Friday marks the 17-year anniversary of Robert Kraft making his most important decision as New England Patriots owner.
Kraft agreed to send the Patriots’ 2000 first-round draft pick, plus 2001 fourth- and fifth-round selections, to the New York Jets for Bill Belichick, a 2001 fifth-round pick and a 2002 seventh-round choice. Giving up a first-round pick for a head coach with little history of success seemed steep on Jan. 27, 2000. It wound up being brilliant, to say the least.
And while the Patriots didn’t have a first-round pick in 2000, Belichick made his most important decision as the team’s general manager by taking a first-round-caliber player in the sixth round: quarterback Tom Brady.
The Patriots won their first Super Bowl championship in 2001, and their success hasn’t stopped since. They’re set to play in their seventh Super Bowl under Belichick next Sunday in Houston against the Atlanta Falcons.
So how have the Patriots managed 16 winning seasons, 14 AFC East titles, 14 playoff berths, seven AFC championships and four Super Bowl wins under Belichick?
First, having Brady certainly doesn’t hurt. He’s perhaps the greatest quarterback in NFL history, and Belichick’s decision to stick with Brady even after Drew Bledsoe regained his health in 2001 has had league-altering ramifications. The most successful NFL franchises through time have successful quarterbacks.
It also helps that the Patriots get Brady at a discount year after year, allowing the team to invest heavily in other positions. That comes from Belichick’s ability to motivate his players. The Patriots have adopted a team-first mentality since Belichick was hired. And when players stray from that team-first mentality, they’re shipped out of town. Linebacker Jamie Collins, for example, was traded to the Cleveland Browns this season.
Belichick, year after year, convinces his players that winning trumps personal achievements. That’s not easy when players are competing for contracts on top of wins.
Belichick also has been willing to adapt with the times and be a harbinger for change. He noticed shortly after taking over the Patriots that fewer and fewer teams were running a 3-4 defensive alignment. He realized he could find players such as nose tackles and pass-rushing outside linebackers at a discount because teams weren’t running that system anymore. And when teams began changing from a 4-3 to a 3-4, Belichick was willing to switch back. Now the Patriots run a hybrid system and can bring in any number of different athletes.

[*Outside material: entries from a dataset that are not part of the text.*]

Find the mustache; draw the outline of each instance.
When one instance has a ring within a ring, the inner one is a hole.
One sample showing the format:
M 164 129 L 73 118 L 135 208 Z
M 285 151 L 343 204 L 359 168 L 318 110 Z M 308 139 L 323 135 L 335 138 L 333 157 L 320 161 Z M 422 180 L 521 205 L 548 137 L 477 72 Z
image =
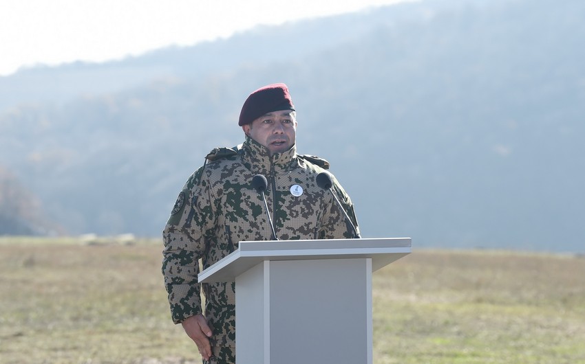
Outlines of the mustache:
M 266 141 L 268 144 L 273 143 L 275 141 L 284 141 L 288 143 L 289 141 L 288 137 L 286 135 L 278 136 L 278 137 L 269 137 Z

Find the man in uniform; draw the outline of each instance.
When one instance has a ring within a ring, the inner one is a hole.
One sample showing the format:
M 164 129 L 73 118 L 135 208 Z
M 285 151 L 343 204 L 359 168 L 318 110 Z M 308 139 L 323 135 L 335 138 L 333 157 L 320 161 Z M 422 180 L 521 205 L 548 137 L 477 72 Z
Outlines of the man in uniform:
M 215 148 L 187 180 L 163 231 L 162 273 L 173 321 L 195 343 L 203 363 L 235 361 L 233 283 L 199 284 L 199 261 L 206 269 L 244 240 L 273 240 L 262 194 L 253 177 L 267 177 L 265 196 L 279 240 L 359 237 L 350 197 L 332 177 L 334 197 L 317 175 L 329 163 L 297 154 L 295 106 L 284 84 L 253 92 L 240 115 L 242 144 Z M 200 290 L 205 297 L 202 307 Z

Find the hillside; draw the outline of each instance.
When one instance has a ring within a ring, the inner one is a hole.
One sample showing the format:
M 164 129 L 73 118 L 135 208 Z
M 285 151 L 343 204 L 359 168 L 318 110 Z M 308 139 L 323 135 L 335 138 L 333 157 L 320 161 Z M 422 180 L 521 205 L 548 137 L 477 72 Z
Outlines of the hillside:
M 161 244 L 0 239 L 0 361 L 199 363 Z M 374 363 L 585 363 L 584 289 L 574 255 L 415 250 L 374 274 Z
M 330 160 L 364 236 L 582 251 L 585 4 L 488 3 L 259 28 L 147 55 L 143 71 L 127 60 L 116 69 L 153 80 L 0 115 L 0 163 L 70 234 L 158 236 L 203 156 L 241 141 L 248 93 L 285 82 L 299 152 Z

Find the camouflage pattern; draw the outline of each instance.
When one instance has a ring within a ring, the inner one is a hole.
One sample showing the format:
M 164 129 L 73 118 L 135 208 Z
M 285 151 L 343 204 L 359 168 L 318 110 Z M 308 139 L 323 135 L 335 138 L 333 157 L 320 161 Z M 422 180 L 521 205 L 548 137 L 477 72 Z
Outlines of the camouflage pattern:
M 235 348 L 212 346 L 211 354 L 209 361 L 203 359 L 203 364 L 235 364 Z
M 237 151 L 216 148 L 207 159 L 187 180 L 163 231 L 162 273 L 173 321 L 203 313 L 213 332 L 212 345 L 234 347 L 235 284 L 199 284 L 197 275 L 200 260 L 206 269 L 240 241 L 272 240 L 262 195 L 251 184 L 254 175 L 268 179 L 265 195 L 279 240 L 349 238 L 353 232 L 331 194 L 315 182 L 328 167 L 324 160 L 299 156 L 294 146 L 270 156 L 248 137 Z M 357 227 L 349 196 L 334 178 L 333 182 Z

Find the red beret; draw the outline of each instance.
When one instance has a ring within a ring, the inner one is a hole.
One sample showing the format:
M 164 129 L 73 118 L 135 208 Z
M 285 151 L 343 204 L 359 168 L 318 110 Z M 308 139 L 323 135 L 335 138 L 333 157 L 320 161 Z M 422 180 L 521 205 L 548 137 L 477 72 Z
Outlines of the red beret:
M 260 87 L 246 99 L 240 113 L 238 125 L 250 124 L 266 113 L 279 110 L 295 110 L 286 85 L 274 83 Z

Continuity has helped, too, as Belichick possesses a knack for finding coaching and personnel talent early. Patriots defensive coordinator Matt Patricia and director of player personnel Nick Caserio have been around since 2004 and 2001, respectively, and offensive coordinator Josh McDaniels returned to New England in 2012 after a two-year stint in Denver. The Patriots’ offensive, defensive and scouting systems don’t change. They just evolve.
Finally, it helps that Belichick has final say in all football matters. Kraft took another chance by allowing Belichick to be his own GM back in 2000.
Belichick arguably is the greatest NFL coach of all time, and he’s among the best GMs in football history, too. He found success early, and the organization has only become stronger year after year.